Lin sent this copy from a grief book she is reading. I think it would be helpful for all of us to make copies and put them somewhere. I am going to make copies to hang at work, home, car, and most importantly my forehead. Thanx Lin!
Dear : Insert appropriate title here
Recently I have suffered the devastating loss of my father. I am grieving and it will take months and even years to recover from this loss.
I want to let you know that I will cry from time to time. I don't apologize for my tears since they are not a sign of weakness or a lack of faith. They are God's gift to me to express the extent of my loss, and they are also a sign that I am recovering.

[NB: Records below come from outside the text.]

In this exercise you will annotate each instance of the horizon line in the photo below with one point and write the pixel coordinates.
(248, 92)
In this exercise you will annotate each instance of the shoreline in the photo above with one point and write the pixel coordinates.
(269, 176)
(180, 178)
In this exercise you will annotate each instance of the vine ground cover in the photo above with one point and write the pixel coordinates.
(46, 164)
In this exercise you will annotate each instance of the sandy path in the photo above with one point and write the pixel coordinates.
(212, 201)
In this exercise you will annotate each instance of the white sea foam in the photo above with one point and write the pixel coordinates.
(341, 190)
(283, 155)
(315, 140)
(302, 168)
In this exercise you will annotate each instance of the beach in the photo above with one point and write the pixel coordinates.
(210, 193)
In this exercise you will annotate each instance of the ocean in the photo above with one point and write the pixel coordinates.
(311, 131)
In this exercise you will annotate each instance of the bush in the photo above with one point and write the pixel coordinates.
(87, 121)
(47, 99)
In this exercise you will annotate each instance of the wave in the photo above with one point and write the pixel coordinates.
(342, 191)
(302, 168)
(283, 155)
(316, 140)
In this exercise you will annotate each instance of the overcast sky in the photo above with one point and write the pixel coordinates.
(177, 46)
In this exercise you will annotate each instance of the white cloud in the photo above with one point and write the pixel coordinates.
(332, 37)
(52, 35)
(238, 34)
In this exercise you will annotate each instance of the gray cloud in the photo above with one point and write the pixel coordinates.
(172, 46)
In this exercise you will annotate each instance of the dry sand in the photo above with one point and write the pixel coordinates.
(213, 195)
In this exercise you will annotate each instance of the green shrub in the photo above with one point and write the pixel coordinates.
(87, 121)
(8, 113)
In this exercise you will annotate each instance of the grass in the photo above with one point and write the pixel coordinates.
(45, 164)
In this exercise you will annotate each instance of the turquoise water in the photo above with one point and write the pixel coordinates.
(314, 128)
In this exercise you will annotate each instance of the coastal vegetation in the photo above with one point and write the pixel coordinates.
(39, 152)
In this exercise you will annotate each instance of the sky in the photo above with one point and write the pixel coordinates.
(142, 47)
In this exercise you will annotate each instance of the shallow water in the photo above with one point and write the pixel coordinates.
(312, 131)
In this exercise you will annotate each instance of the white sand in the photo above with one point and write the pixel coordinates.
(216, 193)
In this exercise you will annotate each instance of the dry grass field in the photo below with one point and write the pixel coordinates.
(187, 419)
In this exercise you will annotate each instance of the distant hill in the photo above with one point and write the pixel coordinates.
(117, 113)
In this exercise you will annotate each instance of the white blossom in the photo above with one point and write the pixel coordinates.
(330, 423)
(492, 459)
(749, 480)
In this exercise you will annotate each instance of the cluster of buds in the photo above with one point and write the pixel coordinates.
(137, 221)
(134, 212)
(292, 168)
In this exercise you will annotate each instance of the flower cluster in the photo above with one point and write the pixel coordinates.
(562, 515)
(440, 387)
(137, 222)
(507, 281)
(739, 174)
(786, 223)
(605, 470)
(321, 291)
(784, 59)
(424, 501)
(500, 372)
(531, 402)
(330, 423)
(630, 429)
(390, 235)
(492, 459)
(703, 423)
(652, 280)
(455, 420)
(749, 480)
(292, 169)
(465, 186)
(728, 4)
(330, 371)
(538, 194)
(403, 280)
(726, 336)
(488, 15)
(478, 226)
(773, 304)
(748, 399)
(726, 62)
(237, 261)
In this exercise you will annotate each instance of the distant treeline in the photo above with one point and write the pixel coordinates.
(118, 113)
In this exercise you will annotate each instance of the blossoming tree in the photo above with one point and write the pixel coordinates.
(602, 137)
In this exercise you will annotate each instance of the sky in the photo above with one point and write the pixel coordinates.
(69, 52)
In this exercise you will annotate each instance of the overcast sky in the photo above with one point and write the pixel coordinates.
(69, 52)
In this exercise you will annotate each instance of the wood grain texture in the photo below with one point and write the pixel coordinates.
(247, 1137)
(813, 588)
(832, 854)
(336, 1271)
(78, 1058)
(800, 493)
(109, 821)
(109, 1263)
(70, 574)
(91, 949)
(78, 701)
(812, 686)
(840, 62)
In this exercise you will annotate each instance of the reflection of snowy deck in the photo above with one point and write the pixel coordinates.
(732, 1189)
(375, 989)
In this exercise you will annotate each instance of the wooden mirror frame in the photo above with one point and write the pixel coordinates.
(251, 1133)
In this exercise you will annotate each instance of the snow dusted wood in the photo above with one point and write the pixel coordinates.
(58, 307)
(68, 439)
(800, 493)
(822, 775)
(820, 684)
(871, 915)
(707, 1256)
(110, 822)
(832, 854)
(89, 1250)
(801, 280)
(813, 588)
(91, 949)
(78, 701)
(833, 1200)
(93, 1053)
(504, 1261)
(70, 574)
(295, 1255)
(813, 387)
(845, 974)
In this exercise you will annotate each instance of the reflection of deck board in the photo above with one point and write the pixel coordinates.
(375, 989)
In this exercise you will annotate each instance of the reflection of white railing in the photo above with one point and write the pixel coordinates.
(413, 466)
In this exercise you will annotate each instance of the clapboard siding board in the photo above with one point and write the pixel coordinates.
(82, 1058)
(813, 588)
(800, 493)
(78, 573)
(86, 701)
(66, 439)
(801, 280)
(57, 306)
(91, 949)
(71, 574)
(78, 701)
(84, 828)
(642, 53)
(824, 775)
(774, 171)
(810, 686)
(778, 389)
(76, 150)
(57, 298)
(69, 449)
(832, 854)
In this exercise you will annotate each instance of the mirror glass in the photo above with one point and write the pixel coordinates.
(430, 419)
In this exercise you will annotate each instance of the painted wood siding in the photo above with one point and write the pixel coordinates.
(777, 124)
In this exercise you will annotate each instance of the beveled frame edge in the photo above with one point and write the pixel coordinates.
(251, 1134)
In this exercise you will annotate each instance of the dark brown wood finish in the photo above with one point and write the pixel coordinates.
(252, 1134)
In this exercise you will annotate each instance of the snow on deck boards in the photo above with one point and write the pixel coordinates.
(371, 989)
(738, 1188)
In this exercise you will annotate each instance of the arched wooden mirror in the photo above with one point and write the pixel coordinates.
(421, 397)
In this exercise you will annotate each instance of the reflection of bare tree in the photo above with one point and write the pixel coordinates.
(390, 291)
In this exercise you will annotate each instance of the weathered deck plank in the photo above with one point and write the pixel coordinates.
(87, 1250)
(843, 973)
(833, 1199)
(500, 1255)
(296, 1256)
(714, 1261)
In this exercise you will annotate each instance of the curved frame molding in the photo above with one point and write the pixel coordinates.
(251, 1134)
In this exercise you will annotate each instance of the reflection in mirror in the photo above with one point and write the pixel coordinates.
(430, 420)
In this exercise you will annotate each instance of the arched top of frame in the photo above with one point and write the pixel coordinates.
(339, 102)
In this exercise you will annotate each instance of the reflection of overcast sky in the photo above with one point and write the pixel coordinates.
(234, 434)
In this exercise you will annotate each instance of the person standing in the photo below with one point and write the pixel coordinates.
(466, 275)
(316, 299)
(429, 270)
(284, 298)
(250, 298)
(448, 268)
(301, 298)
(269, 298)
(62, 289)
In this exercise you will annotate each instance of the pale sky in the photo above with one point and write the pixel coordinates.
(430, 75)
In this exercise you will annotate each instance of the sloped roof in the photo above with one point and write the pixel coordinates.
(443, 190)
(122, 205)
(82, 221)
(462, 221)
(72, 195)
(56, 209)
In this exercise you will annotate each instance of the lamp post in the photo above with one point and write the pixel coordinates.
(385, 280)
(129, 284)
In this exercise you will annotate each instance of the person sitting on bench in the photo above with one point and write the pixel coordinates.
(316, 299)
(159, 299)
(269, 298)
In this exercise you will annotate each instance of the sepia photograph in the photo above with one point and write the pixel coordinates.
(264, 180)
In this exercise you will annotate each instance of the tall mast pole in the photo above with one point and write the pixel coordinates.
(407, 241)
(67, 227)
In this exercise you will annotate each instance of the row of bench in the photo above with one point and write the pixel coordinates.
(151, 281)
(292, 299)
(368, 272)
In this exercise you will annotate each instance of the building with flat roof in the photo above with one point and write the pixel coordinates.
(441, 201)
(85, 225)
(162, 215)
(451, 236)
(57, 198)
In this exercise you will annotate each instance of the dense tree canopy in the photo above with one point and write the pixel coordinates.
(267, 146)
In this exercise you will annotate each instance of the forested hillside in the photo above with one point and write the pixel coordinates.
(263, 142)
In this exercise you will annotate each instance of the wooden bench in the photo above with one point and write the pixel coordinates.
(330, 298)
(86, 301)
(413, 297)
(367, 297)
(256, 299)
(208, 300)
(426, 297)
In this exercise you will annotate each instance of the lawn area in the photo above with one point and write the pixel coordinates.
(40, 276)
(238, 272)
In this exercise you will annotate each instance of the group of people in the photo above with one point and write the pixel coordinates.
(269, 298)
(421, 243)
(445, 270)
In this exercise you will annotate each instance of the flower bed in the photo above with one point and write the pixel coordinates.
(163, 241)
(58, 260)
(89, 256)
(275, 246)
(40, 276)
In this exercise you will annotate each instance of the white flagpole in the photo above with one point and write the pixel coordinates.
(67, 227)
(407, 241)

At times you may see me angry for no apparent reason. Sometimes I'm not sure why. All I know is that my emotions are intense because of my grief. If I don't always make sense to you, please be forgiving and patient with me. And if I repeat myself again and again, please accept this is normal.
More than anything else, I need your understanding and your presence. You don't always have to know what to say or even say anything if you don't know how to respond. Your presence and a touch or hug lets me know you care. Please don't wait for me to call you since sometimes I am too tired or tearful to do so.
If I tend to withdraw from you, please don't let me do that. I need you to reach out to me for several months or even years.
Pray for me that I will come to see meaning in my loss someday and that I will know God's comfort and love. It does help to let me know that you are praying for me.
If you have experienced a similar type of loss, please feel free to share it with me. It will help rather than cause me to feel worse. And don't stop sharing if I begin to cry. It's all right and any tears you express as we talk are all right too.
This loss is so painful, and right now it feels like the worst thing that could ever happen to me. But I will survive and eventually recover. I cling to that knowledge, even though there are times I don't feel it. I know that I will not always feel as I do now. Laughter and joy will emerge once again someday.
Thank you for caring about me. Thank you for listening and praying. Your concern comforts me and is a gift for which I will always be thankful.
Your name here
*Make as many copies as needed. Distribute accordingly, but if you are caught throwing them at someone you will be kicked out of group.